We wear black as a sign of mourning. Ancient people wore ashes. For example, a priest named Modecai puts on sackcloth and ashes to grieve the many deaths he sees coming from an order King Ahasuerus gives to kill all Jewish people (Esther 4:1-3). The prophet Jeremiah later calls the people of God to “roll in ashes” as a way of mourning the coming devastation from an opposing army (Jeremiah 6:26).
Receiving the imposition of ashes is a powerful way to confront our humanity and mortality. They remind us that we are not God, but God’s good creation. In them we recognize that our bodies will not last forever, and come face-to-face with the reality of our eventual death.
Repent…
Ashes also signify our sorrow for the mistakes we have made. People in ancient times wore sackcloth and ashes as a way of expressing their repentance of their sins.

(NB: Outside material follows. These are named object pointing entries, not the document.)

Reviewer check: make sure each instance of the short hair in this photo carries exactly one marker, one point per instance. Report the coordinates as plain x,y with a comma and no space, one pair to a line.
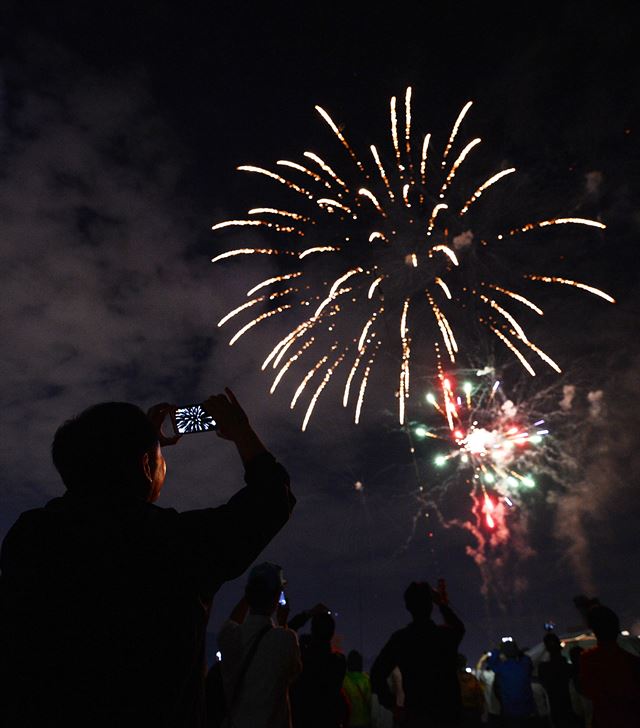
604,622
323,627
552,642
102,446
354,661
261,591
418,598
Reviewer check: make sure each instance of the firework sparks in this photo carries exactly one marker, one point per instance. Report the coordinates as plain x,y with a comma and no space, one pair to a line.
397,239
489,438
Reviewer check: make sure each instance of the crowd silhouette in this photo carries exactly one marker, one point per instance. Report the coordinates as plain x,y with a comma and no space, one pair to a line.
105,600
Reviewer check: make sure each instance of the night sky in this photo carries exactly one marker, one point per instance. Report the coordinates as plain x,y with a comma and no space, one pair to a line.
122,126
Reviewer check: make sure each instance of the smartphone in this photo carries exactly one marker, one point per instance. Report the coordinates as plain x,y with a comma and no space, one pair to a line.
193,418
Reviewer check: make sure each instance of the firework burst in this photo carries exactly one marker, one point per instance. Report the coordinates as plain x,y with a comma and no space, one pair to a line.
381,229
489,441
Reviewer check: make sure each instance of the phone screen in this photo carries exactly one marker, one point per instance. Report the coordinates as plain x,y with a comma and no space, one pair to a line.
193,419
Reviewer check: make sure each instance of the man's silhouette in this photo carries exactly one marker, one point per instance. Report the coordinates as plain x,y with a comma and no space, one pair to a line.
427,656
105,597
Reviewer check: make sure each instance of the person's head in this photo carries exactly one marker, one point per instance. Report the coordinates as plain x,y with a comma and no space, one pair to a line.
604,623
263,588
418,599
552,644
323,627
354,661
110,449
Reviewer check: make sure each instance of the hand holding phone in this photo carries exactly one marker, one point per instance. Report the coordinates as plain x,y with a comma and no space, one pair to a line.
192,418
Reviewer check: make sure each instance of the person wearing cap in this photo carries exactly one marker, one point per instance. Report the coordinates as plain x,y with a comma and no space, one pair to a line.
105,596
260,658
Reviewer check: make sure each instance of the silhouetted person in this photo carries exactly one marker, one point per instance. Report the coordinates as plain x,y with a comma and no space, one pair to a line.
357,687
610,676
555,676
105,597
427,656
259,659
580,704
513,672
471,694
317,700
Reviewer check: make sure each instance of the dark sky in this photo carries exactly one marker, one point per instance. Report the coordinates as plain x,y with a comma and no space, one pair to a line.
122,125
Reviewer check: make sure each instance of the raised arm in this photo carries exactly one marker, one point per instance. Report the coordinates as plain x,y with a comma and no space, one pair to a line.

When Jonah reluctantly preached to the people of Nineveh after the giant fish spit him up on the beach, the King and his people put on sackcloth and sat in ashes. God saw this act of repentance and spared the people (Jonah 3:1-10).
In the New Testament Jesus mentions this practice. Warning the cities of Chorazin and Bethsaida Jesus said, “if the miracles done among you had been done in Tyre and Sidon, they would have changed their hearts and lives and put on funeral clothes and ashes a long time ago.” (Matthew 11:21 CEB).
When we participate in the service of ashes, we confront our sin. We recognize our inability to live up to all God has created us to be, and our need to be forgiven. No matter how often we go to church, how far we have come in our spiritual journeys, how accomplished we may feel, each of us has sinned and fallen short of the glory of God (Romans 3:23).
The palms waved the previous Palm Sunday to welcome Jesus as our King, have been burned to form the ashes. In some sense, they serve as a reminder of how far we fall short of living up to the glory of Christ.
On the first day of Lent, we come before God recognizing our humanity and repenting of our sin.
…and believe the gospel
While this may sound fatalistic, it is not the end of the story. Lent leads to Easter, the day we celebrate that though our bodies are temporary and our lives are flawed, a day of resurrection will come when we will live in the presence of God forever.